On Mon, 2 Dec 2002, David Brownell wrote:
> Oliver Neukum wrote:
> > Am Samstag, 30. November 2002 22:48 schrieb David Brownell:
> >
> >>In short, you're saying that request does exactly what
> >>it's intended to do.
> >
> >
> > Upon further thought, it doesn't. You see, simulating
> > a disconnect will not ensure that the device is in a usable
> > state. In fact, in a disconnect handler trying to quieten
> > a device would be wrong, but strictly speaking it's needed
> > here.
>
> There's no "simulating" involved: the driver is really
> getting disconnected from the device. Drivers that don't
> stop using the device at that point ("quiescing") are
> seriously (oopsably) buggy -- always have been. You're
> wrong here.
Nope. If it's physically gone, you kill all urbs and
in terms of USB you are done. Doing anything else
with a device that is gone is indeed a bug.

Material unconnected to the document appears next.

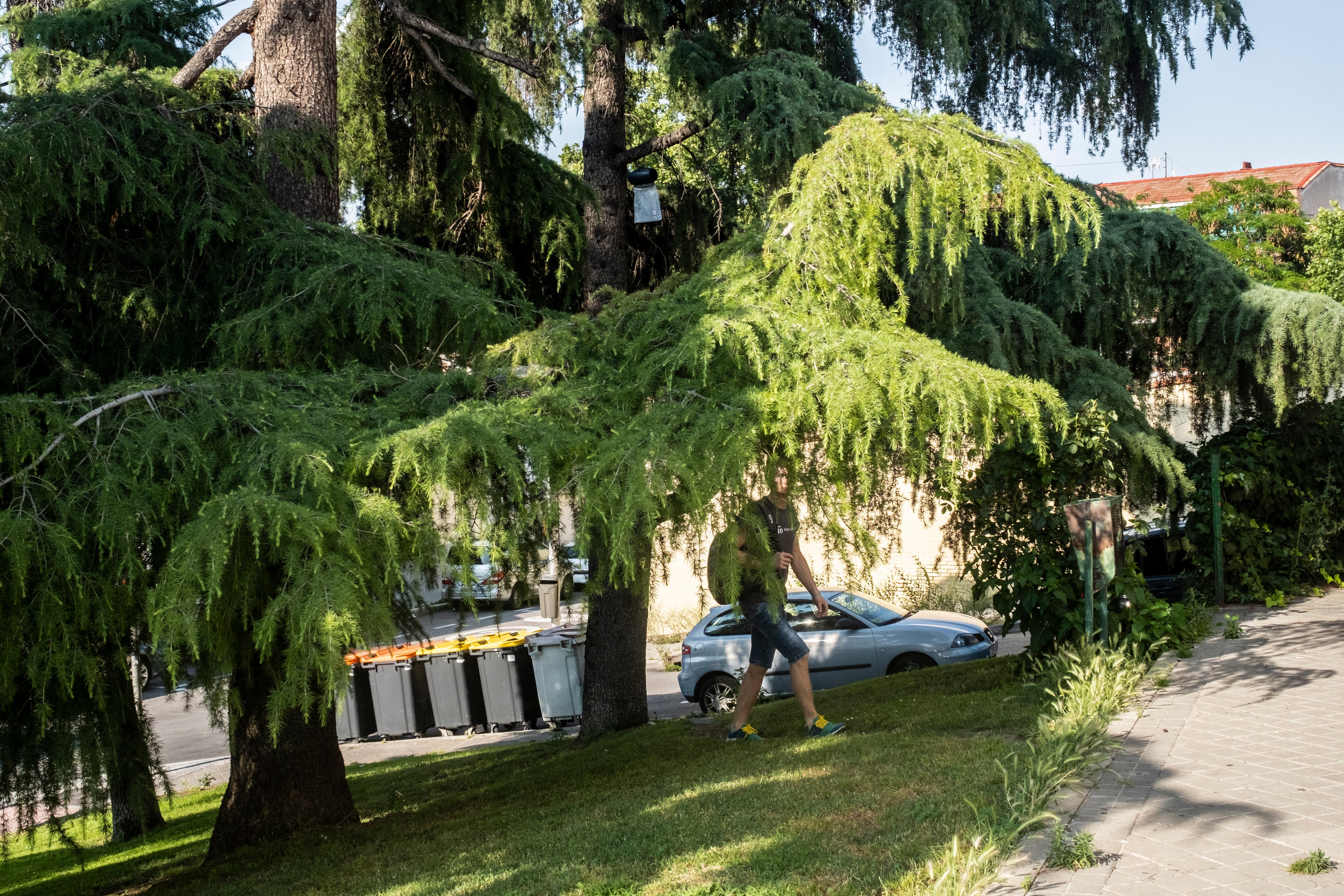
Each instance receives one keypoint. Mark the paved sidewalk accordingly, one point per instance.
(1234, 770)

But a physical disconnect is not the same thing as
disconnecting the driver from the device. You do that
to use the device afterwards. To do so it must be
in a useable, known state. Simply calling the disconnect
handler will _not_ ensure that. In fact as the disconnect
handler must assume a physical disconnect, it cannot
put the device into a known, useable state, as that
would require communication with the device.